Advertisers’ wish list for advance? Sports, streaming, spectacle

TV advertisers expect to hear a lot of big requests this year, but not so many small requests.
When NBCUniversal opens the media industry’s annual “Upfront Week” on Monday, it will likely do so with conversations about the 100e anniversary of the NBC broadcast network and three different types of sports offered on Sundays. And while the media company known for shows like “Law & Order” and “Saturday Night Live” will almost certainly nod to new programming, Madison Avenue wants NBC and its media rivals to go big before they go home to decide whether to put millions of advertising dollars in their coffers — or elsewhere entirely.
As streaming video splits the once-broad TV audience into smaller viewer groups at once, advertisers are looking for properties that can still deliver the big news. Companies that can’t offer this are unlikely to do well in the “upfront” market, the annual market where U.S. TV companies try to sell most of their commercial time before the debut of their next programming cycle.
“People with low growth and mediocre streaming may find it harder to come by dollars this year,” says one TV sales executive.
Television networks are under a lot of pressure to please their sponsors. Advertisers have allocated fewer dollars to broadcast and cable TV each year for the past three years. Dollars earmarked for prime-time broadcasts in 2025 fell 2.5% to about $9.1 billion from $9.34 billion in the year-earlier period, according to Media Dynamics, a consultancy that tracks advance negotiations. Dollars spent on cable fell 4.3% to nearly $8.68 billion, compared to nearly $9.1 billion last year. Meanwhile, dollars earmarked for streaming rose 17.9%, Media Dynamics said, to $13.2 billion, up from $11.2 billion in 2024 ex ante.
Marketers will rush to pour money into programs that can still attract large audiences who will all watch at the same time, says a media buying executive. There is only limited commercial inventory available around “major tentpole events, major cultural events and sports,” this person says, and “the big advance conversations are happening where there is scarcity.”
Evidence of these conversations has already emerged. Disney is asking for $10 million for a 30-second ad in next year’s Super Bowl LXI, which will air on February 14, 2027 on both ABC and ESPN. The price is higher than you might expect early in the Super Bowl sales process, and some media agencies have pushed back on Disney’s demand, according to six people with knowledge of recent negotiations.
Many of the media companies will likely be at the forefront of sports and specials.
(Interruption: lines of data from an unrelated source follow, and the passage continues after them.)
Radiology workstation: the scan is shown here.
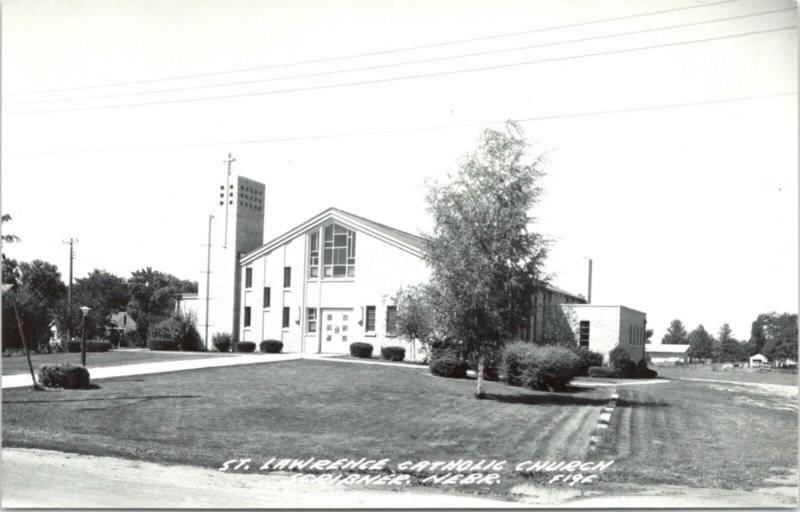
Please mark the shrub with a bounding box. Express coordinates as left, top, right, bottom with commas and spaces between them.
259, 340, 283, 354
429, 355, 467, 379
571, 345, 603, 377
631, 359, 658, 379
39, 364, 89, 389
350, 341, 372, 359
430, 339, 464, 359
503, 342, 581, 389
236, 341, 256, 352
67, 340, 111, 352
212, 332, 231, 352
147, 338, 180, 350
381, 347, 406, 361
588, 366, 619, 379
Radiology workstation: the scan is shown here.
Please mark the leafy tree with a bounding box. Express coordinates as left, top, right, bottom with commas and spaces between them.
757, 313, 797, 362
127, 267, 191, 342
425, 121, 546, 398
3, 259, 66, 349
63, 269, 130, 338
714, 323, 739, 363
395, 285, 433, 360
688, 324, 714, 359
661, 318, 689, 345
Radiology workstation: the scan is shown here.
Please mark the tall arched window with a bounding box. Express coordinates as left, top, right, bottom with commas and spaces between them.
322, 224, 356, 277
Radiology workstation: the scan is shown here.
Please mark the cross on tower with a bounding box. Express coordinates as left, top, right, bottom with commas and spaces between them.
222, 153, 236, 248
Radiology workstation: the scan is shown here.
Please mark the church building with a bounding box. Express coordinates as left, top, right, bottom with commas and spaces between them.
191, 168, 646, 361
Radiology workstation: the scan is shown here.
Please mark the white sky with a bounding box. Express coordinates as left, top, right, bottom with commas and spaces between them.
2, 0, 798, 342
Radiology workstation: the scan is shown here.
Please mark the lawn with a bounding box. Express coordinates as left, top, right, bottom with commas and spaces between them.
597, 381, 798, 489
0, 350, 231, 375
653, 366, 798, 386
3, 360, 610, 489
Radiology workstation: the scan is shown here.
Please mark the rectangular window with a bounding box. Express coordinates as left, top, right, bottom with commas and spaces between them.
580, 320, 589, 347
322, 224, 356, 277
306, 308, 317, 332
308, 231, 319, 277
364, 306, 375, 332
281, 307, 289, 329
386, 306, 397, 336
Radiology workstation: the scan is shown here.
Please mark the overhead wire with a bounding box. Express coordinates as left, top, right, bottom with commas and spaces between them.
6, 25, 797, 115
6, 91, 797, 155
5, 7, 796, 106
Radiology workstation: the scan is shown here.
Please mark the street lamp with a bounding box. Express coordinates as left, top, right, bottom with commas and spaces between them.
80, 306, 91, 367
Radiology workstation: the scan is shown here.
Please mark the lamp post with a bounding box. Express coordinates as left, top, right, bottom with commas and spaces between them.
80, 306, 91, 367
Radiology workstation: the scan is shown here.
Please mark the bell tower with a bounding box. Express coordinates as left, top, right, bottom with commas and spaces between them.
197, 153, 266, 350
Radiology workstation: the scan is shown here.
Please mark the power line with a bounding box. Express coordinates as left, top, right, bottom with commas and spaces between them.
6, 7, 796, 106
7, 92, 797, 155
6, 0, 739, 96
7, 26, 797, 115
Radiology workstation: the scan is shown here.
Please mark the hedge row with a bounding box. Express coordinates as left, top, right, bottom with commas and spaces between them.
39, 364, 89, 389
258, 340, 283, 354
67, 340, 111, 352
350, 341, 372, 359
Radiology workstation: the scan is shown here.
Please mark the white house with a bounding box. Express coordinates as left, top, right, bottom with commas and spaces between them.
644, 344, 690, 365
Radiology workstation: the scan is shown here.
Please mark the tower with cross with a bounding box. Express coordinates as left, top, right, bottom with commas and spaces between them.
197, 153, 266, 349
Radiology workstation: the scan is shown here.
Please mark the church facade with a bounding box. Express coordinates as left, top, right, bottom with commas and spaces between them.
192, 171, 646, 360
238, 208, 428, 353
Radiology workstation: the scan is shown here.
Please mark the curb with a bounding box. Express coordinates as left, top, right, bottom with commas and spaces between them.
589, 388, 619, 452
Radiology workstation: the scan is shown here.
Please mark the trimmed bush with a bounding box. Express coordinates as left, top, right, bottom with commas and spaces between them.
350, 341, 372, 359
212, 332, 231, 352
429, 355, 467, 379
632, 359, 658, 379
147, 338, 181, 351
259, 340, 283, 354
236, 341, 256, 352
39, 364, 89, 389
503, 342, 581, 390
67, 340, 111, 352
381, 347, 406, 361
589, 366, 619, 379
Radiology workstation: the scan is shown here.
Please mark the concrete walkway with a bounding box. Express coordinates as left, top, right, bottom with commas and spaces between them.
2, 354, 308, 389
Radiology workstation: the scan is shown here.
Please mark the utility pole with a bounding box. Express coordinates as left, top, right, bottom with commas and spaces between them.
203, 215, 214, 347
222, 153, 236, 249
586, 258, 592, 304
64, 238, 78, 352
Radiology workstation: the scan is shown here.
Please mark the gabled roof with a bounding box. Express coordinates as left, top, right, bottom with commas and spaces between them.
240, 207, 425, 265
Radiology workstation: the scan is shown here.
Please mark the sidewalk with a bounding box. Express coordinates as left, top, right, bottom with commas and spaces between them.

They can charge their highest prizes for major league matches, which expire more or less once the clock runs out, along with awards ceremonies and one-off specials. In recent years, some of TV’s biggest advertisers have rushed to spend more money on sports, even though in the past they typically focused more on dramas and comedies. “We’re excited about this space and we’ve proven that we can bring new advertisers to live sports,” said Alan Moss, vice president of global sales for Amazon Ads, citing the participation of more than 80 new brands in Amazon’s “Thursday Night Football” and more than 30 new advertisers in the company’s first year of NBA streamcasts. “We think live sports will continue to be an important area.”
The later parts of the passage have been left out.